Because you had nothing when you arrived
was on the tip of my tongue, although I didn’t say it out loud.

He laughed. “Most of it belongs to the lady,” he said. By “lady” he meant Crystal. I bit my tongue.

The letter about Leo’s contract being renewed had come through from Paramount less than a week after I had been to see Stan. It was addressed to Mr. Leo Irvington, and said there had been a mistake and that they would be delighted to offer him another contract. Leo was thrilled, and I was surprised at how relieved I felt, not just at his joy, but at the contract itself. While he strutted around the house, vindicated by the mistake—“I thought you were mean, not going to see Stan, Mammy, but look! You were right! There was no need to pull strings, the studio had just made a mistake all along!”—I realized that what I had thought was vanity and childish foolishness was, in fact, my son’s heart’s desire. When I was his age I had no idea who I was or what I was to become. I knew what I
didn’t
want—and that was to take Holy Orders, as my father had assumed I would. I also knew that I loved John Hogan, and I was barely more than Leo’s age when I married him. John was my heart’s desire—my whole world—but I wondered now whether, had I discovered the artist in me as a young woman, I would have bothered getting married at all?

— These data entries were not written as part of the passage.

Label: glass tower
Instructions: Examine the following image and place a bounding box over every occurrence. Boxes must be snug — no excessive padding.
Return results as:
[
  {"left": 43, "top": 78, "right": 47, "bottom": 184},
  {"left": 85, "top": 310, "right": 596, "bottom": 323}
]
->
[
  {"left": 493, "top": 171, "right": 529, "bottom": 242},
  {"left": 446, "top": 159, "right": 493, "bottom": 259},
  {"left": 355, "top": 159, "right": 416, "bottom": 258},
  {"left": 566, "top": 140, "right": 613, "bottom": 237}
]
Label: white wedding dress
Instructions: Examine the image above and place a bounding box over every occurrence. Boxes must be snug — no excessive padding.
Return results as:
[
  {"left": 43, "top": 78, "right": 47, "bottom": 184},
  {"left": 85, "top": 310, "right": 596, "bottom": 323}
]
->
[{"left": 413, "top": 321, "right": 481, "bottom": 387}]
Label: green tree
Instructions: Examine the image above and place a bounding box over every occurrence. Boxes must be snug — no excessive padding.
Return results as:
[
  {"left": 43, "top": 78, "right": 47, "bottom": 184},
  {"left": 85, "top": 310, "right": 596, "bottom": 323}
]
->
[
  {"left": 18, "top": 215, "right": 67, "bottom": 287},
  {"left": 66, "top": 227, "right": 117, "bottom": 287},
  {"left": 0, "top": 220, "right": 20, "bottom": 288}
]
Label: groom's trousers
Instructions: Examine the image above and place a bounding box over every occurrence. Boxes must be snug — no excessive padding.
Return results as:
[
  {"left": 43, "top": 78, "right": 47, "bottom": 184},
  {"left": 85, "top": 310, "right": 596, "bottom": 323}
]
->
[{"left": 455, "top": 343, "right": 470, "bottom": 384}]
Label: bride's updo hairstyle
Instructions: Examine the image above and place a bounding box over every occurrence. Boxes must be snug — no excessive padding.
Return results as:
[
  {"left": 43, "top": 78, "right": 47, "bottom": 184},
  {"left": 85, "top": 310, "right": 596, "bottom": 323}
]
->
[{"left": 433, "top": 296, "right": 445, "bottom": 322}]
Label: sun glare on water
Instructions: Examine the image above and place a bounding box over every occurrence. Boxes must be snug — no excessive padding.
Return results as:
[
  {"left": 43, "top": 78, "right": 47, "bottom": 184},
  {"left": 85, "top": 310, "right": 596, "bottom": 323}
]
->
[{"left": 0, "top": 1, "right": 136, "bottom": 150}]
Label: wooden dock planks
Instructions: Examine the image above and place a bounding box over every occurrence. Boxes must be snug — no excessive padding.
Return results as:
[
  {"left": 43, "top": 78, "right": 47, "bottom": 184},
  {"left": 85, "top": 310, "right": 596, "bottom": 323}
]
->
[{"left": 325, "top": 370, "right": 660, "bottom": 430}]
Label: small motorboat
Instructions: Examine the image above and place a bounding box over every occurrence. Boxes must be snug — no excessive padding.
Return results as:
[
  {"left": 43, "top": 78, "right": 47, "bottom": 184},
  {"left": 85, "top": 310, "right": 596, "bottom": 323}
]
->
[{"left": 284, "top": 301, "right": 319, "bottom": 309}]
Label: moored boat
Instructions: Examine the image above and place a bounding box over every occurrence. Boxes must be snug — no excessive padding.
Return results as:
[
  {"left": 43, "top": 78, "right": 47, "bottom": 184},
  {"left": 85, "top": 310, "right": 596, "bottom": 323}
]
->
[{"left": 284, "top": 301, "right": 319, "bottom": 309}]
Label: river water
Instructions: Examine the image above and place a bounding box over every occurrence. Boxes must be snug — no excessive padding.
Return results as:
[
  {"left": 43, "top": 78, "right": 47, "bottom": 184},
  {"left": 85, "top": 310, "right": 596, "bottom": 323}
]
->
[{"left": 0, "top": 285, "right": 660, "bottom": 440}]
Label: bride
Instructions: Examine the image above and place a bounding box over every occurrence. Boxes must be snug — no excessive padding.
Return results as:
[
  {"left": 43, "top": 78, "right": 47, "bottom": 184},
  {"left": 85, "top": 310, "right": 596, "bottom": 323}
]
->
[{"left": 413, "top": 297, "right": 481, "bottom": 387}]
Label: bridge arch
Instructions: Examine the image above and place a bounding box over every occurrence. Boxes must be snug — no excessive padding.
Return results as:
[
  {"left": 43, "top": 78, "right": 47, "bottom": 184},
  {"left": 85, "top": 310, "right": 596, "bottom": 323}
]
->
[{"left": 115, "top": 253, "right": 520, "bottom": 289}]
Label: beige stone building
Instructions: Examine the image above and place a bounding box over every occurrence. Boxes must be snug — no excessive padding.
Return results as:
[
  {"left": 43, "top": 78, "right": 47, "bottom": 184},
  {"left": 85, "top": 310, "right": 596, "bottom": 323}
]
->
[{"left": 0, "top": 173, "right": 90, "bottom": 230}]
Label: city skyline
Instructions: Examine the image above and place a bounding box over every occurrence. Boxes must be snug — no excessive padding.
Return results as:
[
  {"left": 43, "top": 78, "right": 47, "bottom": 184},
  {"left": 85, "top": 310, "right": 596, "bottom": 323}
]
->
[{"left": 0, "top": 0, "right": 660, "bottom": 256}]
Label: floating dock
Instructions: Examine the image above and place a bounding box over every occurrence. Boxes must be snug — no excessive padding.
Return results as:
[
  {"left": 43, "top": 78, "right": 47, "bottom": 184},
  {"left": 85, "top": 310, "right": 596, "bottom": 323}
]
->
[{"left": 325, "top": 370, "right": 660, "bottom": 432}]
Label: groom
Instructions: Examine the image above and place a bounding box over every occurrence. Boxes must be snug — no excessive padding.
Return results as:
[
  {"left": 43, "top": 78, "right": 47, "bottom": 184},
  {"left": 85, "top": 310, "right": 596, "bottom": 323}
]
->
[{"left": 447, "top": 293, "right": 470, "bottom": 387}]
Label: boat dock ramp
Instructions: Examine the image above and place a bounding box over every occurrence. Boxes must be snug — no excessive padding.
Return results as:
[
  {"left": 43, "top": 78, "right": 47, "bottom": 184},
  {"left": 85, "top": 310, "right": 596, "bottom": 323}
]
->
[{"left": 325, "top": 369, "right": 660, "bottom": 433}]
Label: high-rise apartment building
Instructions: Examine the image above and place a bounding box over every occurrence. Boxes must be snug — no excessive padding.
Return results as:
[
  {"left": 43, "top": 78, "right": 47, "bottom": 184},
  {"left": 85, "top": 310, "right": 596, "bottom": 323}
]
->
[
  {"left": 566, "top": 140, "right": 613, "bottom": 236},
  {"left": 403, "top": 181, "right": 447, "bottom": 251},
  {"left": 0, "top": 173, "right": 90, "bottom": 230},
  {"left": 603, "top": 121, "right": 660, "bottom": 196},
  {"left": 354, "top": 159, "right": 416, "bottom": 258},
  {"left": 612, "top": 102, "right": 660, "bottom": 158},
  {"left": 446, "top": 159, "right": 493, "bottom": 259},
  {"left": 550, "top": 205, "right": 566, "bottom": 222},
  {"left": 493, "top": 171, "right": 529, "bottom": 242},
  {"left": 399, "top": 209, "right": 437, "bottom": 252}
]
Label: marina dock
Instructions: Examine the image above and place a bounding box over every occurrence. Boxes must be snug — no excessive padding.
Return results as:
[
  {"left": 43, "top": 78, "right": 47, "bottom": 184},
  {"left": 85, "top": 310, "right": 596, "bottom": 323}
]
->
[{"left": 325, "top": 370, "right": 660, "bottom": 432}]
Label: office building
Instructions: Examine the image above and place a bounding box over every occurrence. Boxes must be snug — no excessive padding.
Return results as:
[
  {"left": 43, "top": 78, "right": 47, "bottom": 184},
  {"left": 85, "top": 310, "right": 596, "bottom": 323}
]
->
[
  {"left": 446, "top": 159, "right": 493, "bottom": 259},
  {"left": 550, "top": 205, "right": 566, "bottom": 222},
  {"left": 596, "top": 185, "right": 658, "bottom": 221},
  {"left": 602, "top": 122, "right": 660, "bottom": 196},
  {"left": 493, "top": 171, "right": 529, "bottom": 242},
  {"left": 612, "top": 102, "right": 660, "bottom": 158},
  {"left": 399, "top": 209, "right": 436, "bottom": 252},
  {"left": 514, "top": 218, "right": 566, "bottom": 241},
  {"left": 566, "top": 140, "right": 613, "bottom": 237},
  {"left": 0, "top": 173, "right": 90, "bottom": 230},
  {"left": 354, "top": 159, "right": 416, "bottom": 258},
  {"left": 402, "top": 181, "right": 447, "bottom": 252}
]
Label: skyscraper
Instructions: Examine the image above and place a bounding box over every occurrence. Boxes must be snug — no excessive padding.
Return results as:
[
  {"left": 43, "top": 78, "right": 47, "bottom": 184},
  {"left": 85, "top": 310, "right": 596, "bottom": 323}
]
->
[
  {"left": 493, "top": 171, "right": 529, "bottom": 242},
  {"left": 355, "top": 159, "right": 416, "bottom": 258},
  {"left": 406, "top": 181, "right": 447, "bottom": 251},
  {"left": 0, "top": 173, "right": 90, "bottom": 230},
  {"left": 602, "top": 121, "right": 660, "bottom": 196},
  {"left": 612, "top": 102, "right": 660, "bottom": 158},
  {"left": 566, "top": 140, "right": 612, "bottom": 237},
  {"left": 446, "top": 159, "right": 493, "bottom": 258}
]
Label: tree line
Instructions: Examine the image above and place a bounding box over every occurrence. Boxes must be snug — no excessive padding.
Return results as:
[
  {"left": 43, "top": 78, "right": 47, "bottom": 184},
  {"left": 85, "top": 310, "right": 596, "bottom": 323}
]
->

I realized that Leo was lucky to have discovered his passion for acting so young. It was not what I had pictured for him. Leo was a highly intelligent child—he could have been a doctor or a lawyer and have had an easy, comfortable middle-class life. He was also such a sensitive child, innocent, trusting and easily hurt, that it frightened me to think of him wrestling his way through the tough, competitive world of the movies. I had believed he was carving out a life of hardship for himself, and merely wanted to protect him from it. One evening, after he was happily settled back in the studio, chattering about being cast as the next big thing, I said as much to him.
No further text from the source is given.